Boys fall down, boys get cuts, scrapes and bruises, they break bones, they black eyes, they acquire scars, and scars aren’t necessarily bad things. But the truth is, no matter what happens – no matter how I react to it on the outside, whether I laugh it off or dismiss it or just put a Band-Aid on it – every time he gets hurt, it hurts me more. When your child is hurt, it hurts your heart, and that hurts more than any physical pain. I know exactly what my mother meant whenever she said, “This is gonna hurt you more than it hurts me.” I want my son to be tough, strong, confident, brave, capable of defending himself and others, but I never want him to get hurt. I know it’ll happen, but I don’t want it to. I may jump in and handle the situation first, I may react calmly and confidently at the time, but there’s always a moment afterward where I stop to consider what could have happened. And that’s when I get scared. Once I let my imagination run wild. But letting it run wild allows me to blow off the emotional steam and get rid of the shit that can build up behind worry. It’s mental exercise, making my muscles stronger and more flexible, more adaptable and ready to respond when needed. So I lift the weights and I put them down, and each time I go back I can lift a little bit more. Nietzsche had it right: that which does not kill us makes us stronger. But only if you let it.
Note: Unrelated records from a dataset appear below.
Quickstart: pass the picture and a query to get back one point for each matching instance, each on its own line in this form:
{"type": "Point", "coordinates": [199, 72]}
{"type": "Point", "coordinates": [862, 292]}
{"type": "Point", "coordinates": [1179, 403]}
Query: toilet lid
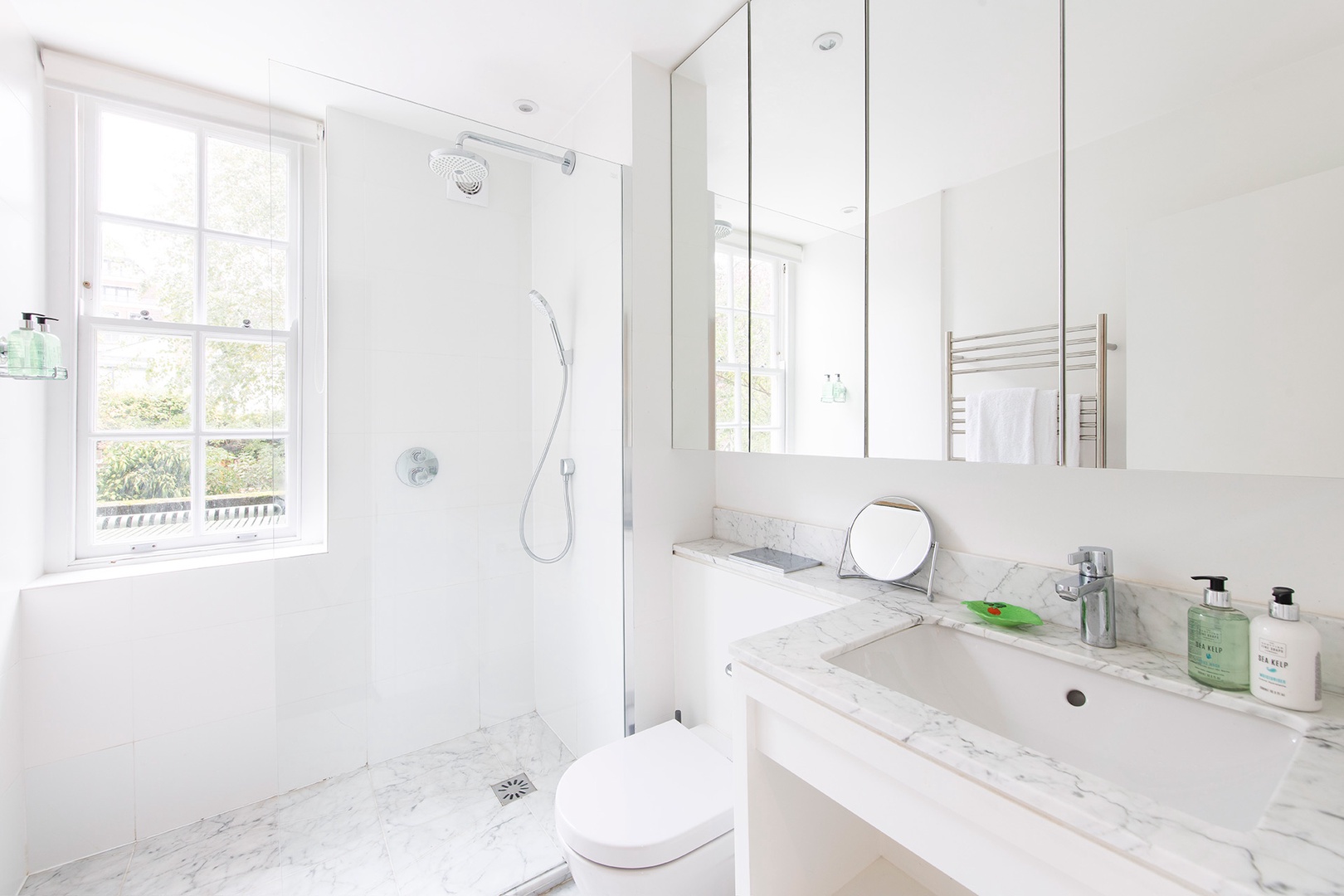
{"type": "Point", "coordinates": [645, 800]}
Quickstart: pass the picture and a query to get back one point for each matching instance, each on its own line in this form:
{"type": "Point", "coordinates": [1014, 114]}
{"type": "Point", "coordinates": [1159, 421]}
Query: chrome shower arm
{"type": "Point", "coordinates": [565, 162]}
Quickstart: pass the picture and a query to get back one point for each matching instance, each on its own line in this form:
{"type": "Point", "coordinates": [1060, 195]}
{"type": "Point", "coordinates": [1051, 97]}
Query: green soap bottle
{"type": "Point", "coordinates": [1220, 640]}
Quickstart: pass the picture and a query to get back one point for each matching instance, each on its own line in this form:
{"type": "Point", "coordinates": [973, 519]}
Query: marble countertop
{"type": "Point", "coordinates": [1298, 846]}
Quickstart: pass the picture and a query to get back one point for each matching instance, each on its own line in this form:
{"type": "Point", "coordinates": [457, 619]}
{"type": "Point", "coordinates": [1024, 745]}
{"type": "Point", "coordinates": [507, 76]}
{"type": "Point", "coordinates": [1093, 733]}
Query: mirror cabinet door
{"type": "Point", "coordinates": [1205, 219]}
{"type": "Point", "coordinates": [710, 201]}
{"type": "Point", "coordinates": [964, 242]}
{"type": "Point", "coordinates": [806, 240]}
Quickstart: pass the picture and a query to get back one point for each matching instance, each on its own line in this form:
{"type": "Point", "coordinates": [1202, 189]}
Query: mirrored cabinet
{"type": "Point", "coordinates": [1020, 231]}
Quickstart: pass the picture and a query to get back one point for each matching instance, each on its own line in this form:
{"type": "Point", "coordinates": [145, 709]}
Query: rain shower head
{"type": "Point", "coordinates": [544, 306]}
{"type": "Point", "coordinates": [459, 165]}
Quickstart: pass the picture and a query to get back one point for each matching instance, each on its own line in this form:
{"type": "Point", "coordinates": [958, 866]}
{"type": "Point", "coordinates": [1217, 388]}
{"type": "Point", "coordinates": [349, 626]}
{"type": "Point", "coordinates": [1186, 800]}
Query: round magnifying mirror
{"type": "Point", "coordinates": [890, 539]}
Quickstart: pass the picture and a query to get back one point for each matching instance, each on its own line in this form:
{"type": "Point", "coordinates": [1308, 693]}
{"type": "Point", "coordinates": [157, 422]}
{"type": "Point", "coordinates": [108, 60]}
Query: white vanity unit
{"type": "Point", "coordinates": [897, 746]}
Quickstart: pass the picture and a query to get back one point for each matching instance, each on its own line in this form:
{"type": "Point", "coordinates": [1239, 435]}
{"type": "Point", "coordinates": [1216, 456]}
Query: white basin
{"type": "Point", "coordinates": [1211, 762]}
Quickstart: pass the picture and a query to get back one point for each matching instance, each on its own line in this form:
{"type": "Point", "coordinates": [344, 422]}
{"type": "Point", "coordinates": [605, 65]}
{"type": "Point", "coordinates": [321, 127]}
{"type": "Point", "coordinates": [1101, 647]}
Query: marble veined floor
{"type": "Point", "coordinates": [421, 824]}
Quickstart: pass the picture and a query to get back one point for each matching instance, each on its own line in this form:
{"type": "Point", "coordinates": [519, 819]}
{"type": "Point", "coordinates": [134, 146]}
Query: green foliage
{"type": "Point", "coordinates": [143, 411]}
{"type": "Point", "coordinates": [245, 466]}
{"type": "Point", "coordinates": [143, 470]}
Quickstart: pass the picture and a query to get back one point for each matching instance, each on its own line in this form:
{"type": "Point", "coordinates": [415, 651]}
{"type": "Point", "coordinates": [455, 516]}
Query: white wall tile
{"type": "Point", "coordinates": [14, 837]}
{"type": "Point", "coordinates": [321, 652]}
{"type": "Point", "coordinates": [202, 772]}
{"type": "Point", "coordinates": [80, 616]}
{"type": "Point", "coordinates": [80, 806]}
{"type": "Point", "coordinates": [507, 689]}
{"type": "Point", "coordinates": [422, 709]}
{"type": "Point", "coordinates": [342, 575]}
{"type": "Point", "coordinates": [420, 551]}
{"type": "Point", "coordinates": [194, 677]}
{"type": "Point", "coordinates": [436, 627]}
{"type": "Point", "coordinates": [77, 702]}
{"type": "Point", "coordinates": [173, 602]}
{"type": "Point", "coordinates": [321, 737]}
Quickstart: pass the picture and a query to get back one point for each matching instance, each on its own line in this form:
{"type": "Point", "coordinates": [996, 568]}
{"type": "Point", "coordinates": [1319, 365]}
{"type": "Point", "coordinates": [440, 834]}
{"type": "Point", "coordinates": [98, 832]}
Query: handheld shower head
{"type": "Point", "coordinates": [459, 165]}
{"type": "Point", "coordinates": [544, 306]}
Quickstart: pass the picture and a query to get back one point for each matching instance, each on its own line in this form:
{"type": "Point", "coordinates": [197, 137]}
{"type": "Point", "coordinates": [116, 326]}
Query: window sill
{"type": "Point", "coordinates": [101, 570]}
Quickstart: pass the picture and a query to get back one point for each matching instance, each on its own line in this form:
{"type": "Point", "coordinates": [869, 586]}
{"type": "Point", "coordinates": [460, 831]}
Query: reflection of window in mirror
{"type": "Point", "coordinates": [749, 351]}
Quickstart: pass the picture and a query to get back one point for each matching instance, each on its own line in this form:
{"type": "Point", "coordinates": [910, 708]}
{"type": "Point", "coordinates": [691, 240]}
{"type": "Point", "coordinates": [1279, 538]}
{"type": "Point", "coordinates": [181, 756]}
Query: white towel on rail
{"type": "Point", "coordinates": [1001, 426]}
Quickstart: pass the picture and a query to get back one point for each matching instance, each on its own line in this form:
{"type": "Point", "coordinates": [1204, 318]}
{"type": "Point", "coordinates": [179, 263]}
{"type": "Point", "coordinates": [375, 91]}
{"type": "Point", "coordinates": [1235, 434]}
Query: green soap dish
{"type": "Point", "coordinates": [1003, 614]}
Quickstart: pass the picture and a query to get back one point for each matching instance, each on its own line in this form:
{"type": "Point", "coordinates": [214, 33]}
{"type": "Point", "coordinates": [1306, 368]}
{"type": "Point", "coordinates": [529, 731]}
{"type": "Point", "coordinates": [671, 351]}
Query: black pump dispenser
{"type": "Point", "coordinates": [1283, 606]}
{"type": "Point", "coordinates": [1215, 596]}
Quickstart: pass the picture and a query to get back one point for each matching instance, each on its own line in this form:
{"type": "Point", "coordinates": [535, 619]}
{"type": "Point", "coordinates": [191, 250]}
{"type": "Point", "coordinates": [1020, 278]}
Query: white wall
{"type": "Point", "coordinates": [578, 602]}
{"type": "Point", "coordinates": [825, 334]}
{"type": "Point", "coordinates": [22, 406]}
{"type": "Point", "coordinates": [156, 698]}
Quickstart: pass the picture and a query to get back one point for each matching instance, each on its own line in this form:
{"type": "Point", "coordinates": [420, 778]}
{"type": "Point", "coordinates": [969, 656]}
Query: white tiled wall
{"type": "Point", "coordinates": [21, 407]}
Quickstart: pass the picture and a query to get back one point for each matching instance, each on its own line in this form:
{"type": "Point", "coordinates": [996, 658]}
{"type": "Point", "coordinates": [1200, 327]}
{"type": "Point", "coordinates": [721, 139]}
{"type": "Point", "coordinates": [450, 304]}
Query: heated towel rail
{"type": "Point", "coordinates": [1025, 349]}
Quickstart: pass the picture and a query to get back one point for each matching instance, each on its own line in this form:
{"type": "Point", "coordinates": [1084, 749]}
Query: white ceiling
{"type": "Point", "coordinates": [468, 58]}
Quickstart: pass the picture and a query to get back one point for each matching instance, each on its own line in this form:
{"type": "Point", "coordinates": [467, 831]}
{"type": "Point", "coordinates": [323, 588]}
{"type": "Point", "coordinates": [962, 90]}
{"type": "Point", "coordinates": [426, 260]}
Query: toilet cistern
{"type": "Point", "coordinates": [1094, 586]}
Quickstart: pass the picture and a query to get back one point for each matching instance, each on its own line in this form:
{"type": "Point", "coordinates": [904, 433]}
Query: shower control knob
{"type": "Point", "coordinates": [417, 466]}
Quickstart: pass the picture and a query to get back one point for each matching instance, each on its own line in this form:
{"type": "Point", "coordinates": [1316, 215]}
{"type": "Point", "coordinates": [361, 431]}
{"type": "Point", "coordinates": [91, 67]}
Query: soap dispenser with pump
{"type": "Point", "coordinates": [1218, 638]}
{"type": "Point", "coordinates": [1285, 655]}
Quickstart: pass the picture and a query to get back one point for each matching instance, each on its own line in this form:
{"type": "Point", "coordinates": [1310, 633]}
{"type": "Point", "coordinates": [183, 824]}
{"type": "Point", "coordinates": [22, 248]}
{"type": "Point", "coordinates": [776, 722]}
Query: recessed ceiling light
{"type": "Point", "coordinates": [830, 41]}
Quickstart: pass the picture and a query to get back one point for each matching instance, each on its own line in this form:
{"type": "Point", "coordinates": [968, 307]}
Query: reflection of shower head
{"type": "Point", "coordinates": [544, 306]}
{"type": "Point", "coordinates": [459, 165]}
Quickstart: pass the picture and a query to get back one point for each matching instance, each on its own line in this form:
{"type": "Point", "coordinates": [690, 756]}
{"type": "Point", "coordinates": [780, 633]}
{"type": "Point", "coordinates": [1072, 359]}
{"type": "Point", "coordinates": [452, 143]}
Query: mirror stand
{"type": "Point", "coordinates": [850, 570]}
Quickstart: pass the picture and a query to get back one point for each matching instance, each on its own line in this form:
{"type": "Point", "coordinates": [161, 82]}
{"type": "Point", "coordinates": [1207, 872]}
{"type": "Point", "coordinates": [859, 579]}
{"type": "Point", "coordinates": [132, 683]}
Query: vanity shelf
{"type": "Point", "coordinates": [54, 373]}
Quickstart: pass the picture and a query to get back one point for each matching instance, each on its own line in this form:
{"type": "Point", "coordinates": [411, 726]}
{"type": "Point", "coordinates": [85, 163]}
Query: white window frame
{"type": "Point", "coordinates": [74, 261]}
{"type": "Point", "coordinates": [741, 423]}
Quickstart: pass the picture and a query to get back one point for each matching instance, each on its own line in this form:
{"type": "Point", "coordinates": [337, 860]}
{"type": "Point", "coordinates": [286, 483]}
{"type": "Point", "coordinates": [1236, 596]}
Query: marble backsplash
{"type": "Point", "coordinates": [1146, 614]}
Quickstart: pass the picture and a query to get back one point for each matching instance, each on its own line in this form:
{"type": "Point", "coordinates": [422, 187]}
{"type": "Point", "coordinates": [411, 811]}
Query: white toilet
{"type": "Point", "coordinates": [650, 815]}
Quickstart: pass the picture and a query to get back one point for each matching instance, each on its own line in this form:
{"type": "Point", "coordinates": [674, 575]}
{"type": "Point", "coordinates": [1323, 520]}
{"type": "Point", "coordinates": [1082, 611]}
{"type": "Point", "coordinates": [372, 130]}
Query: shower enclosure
{"type": "Point", "coordinates": [431, 275]}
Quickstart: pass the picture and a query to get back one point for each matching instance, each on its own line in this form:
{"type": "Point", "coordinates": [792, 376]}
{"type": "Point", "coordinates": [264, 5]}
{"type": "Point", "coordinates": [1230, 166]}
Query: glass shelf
{"type": "Point", "coordinates": [54, 373]}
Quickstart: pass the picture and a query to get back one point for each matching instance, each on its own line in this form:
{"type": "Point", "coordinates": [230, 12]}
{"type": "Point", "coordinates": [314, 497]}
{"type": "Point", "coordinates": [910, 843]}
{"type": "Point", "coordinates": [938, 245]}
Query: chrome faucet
{"type": "Point", "coordinates": [1096, 587]}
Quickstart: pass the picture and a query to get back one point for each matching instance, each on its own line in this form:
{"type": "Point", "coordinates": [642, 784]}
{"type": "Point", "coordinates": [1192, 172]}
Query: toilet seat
{"type": "Point", "coordinates": [647, 800]}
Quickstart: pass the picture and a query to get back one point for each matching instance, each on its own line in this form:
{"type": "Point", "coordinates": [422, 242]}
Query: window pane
{"type": "Point", "coordinates": [245, 384]}
{"type": "Point", "coordinates": [762, 342]}
{"type": "Point", "coordinates": [245, 484]}
{"type": "Point", "coordinates": [762, 442]}
{"type": "Point", "coordinates": [739, 282]}
{"type": "Point", "coordinates": [762, 286]}
{"type": "Point", "coordinates": [149, 273]}
{"type": "Point", "coordinates": [147, 169]}
{"type": "Point", "coordinates": [245, 282]}
{"type": "Point", "coordinates": [722, 281]}
{"type": "Point", "coordinates": [144, 382]}
{"type": "Point", "coordinates": [144, 490]}
{"type": "Point", "coordinates": [741, 323]}
{"type": "Point", "coordinates": [246, 190]}
{"type": "Point", "coordinates": [762, 401]}
{"type": "Point", "coordinates": [724, 397]}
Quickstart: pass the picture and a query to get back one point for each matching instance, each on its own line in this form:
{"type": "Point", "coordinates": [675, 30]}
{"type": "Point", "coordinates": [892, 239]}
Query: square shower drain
{"type": "Point", "coordinates": [513, 789]}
We don’t want to see our children in pain, ever. We know they’ll have to deal with it at some point, and dreading the day that they do just makes it worse for us as parents. It’s one of those things where you try to be an optimist, where you hope for the best and prepare for the worst. But let that preparedness be your armor, your shield, allow it to help you protect your children, not shelter them. Because they’re gonna fall down, and they’re gonna run to you when they do to make it all better.
When you are a parent you wear your heart on your sleeve. As they grow & become adults the pain they often feel is emotional more than physical & that is harder to fix with a bandaide & a kiss!
Hi, this is Gloria from the Red Cross – I came across your post while looking for posts on Red Cross and really enjoyed the read! Kudos to you for keeping the cool head and being trained – I just recently took the First Aid /CPR course and I’m hoping that next time I encounter an emergency I’ll be able to do the same. 🙂
PS. Extra kudos for having your zombie preparedness kit worked out!
Thanks, Gloria. It’s the only time I’ve had to use the training, for which I’m grateful, but man, am I glad I had it. Make sure you get re-certified every year – the Red Cross asks you to do it once a year for at least three years, the theory being that you’ll forget some of it in between, and it takes at least the three years to really cement it in your head. Maybe I’ll write something about CPR on the blog. Hmmm….
I love this Ross. Sophia is pulling up on everything and figuring out what will hold her up and what won’t. It freaks me out. I’m trying to give her room to explore but I just see corners, baseboards and door frames. Hopefully, I can win the battle over the freak-out and allow my child to learn how to walk!